All those lessons have been enough to get new players to invest in the field. Pfizer, for one, played up Array BioPharma’s vast KRAS knowledge when announcing its $10.6 billion acquisition of the firm. And patent filings suggest many other big firms are putting internal efforts into the protein family.

As Wellspring’s Liu points out, the KRAS G12C story shows that it takes only one good tool compound to open up the field. “If you can get that first step—find a small molecule and demonstrate cellular proof of concept—you can treat it as a normal drug discovery program.”

Company sources are reluctant to give even a whisper of their chemistry strategy for tackling the mutant everyone believes will be the next to be overcome, KRAS G12D. But efforts are definitely underway, and industry executives seem confident that drug candidates are less than 3 years away.

“There are important learnings from G12C in terms of the way the structure moves, the way the nucleotide cycles, the nature of the binding pockets that led us to believe that targeting other mutants is possible,” Mirati’s Christensen says. But, he cautions, KRAS G12D still has some “critical differences” that are presenting the firm’s scientists with a new learning curve.

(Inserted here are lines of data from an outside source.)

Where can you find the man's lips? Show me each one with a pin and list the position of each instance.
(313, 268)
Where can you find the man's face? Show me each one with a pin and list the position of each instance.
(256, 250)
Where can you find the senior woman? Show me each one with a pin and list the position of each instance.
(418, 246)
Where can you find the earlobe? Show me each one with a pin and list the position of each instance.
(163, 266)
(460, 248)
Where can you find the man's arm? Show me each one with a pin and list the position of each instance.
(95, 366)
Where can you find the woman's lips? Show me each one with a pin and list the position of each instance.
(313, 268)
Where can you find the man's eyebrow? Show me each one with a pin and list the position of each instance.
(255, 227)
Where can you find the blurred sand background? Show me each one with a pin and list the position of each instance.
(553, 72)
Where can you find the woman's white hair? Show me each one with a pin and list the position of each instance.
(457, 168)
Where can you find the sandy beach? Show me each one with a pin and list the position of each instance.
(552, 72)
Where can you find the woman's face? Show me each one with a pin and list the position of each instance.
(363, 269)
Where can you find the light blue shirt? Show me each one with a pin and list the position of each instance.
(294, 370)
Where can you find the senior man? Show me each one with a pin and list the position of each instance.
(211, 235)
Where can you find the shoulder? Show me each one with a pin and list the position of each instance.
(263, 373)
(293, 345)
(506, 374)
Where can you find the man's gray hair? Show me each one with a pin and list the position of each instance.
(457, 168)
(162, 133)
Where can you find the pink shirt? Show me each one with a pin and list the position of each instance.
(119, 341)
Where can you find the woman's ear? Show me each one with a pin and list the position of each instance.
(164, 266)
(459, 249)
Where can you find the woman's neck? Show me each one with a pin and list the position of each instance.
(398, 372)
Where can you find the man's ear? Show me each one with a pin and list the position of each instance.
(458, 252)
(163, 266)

Those who have been working on KRAS since the early days say they are gratified to see the field reach a tipping point. People no longer wonder whether someone is going to be able to conquer KRAS family members, UCSF’s McCormick says, but rather who will be the first to do it.

“It’s no longer undruggable; it’s a question of which drug is going to be the best,” McCormick says. “That’s a big ­difference.”